The lessons of childhood
Maxie koros long Jemma

Sir Iambakey Okuk lives on in Rome, or so the legend says


WE Papua New Guineans are sometimes a superstitious lot. Despite living in a technological age with the majority of us professing to be Christians, we still believe in spirits, sorcery and kastom beliefs.

Some of our traditional beliefs and superstitions actually identify us to specific ethnicities, tribes and clans. Our superstitious nature also creates a perfect environment for fantastical stories to evolve and be retold, over time becoming our legends and myths.

Our superstitious nature has also resulted in a few urban legends that continue to cause awe, inspiration and fear. They have been in existence for many years and pop up in people’s everyday conversation.

According to Wikipedia an urban legend is “a form of modern folklore consisting of fictional stories with macabre elements deeply rooted in local popular culture. These legends can be used for entertainment purposes, as well as for semi-serious explanations for random events such as disappearances and strange objects. Despite its name, an urban legend does not necessarily originate in an urban area.”

A few weeks back, travelling on a PMV bus along the Sepik Highway from Wewak to Maprik, passengers began discussing the legacies of past national leaders.

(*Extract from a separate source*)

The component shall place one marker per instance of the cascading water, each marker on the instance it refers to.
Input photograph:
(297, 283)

It was interesting to listen to people expressing their views and showing they had not lost touch with our country’s short political history.

While discussing the late Simbu leader, Sir Iambakey Okuk, a passenger related that the great man, contrary to having died according to the government, is still very much alive but imprisoned in the Vatican in Rome.

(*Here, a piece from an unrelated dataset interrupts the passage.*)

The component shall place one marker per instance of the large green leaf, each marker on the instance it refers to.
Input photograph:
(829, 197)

I heard this legend about Okuk being alive on various occasions since I was in community school in the early 1990s.

The repetition of the tale got me thinking about this great national leader so I did some online reading to find out about Okuk’s life and his death and why he is very much still alive in some people’s consciousness.

Sir Iambakey Okuk, a former deputy prime minister and opposition leader, died of liver cancer in 1986. At the time of his death, he was a government minister and he was to be the first PNG national leader to be given a state funeral.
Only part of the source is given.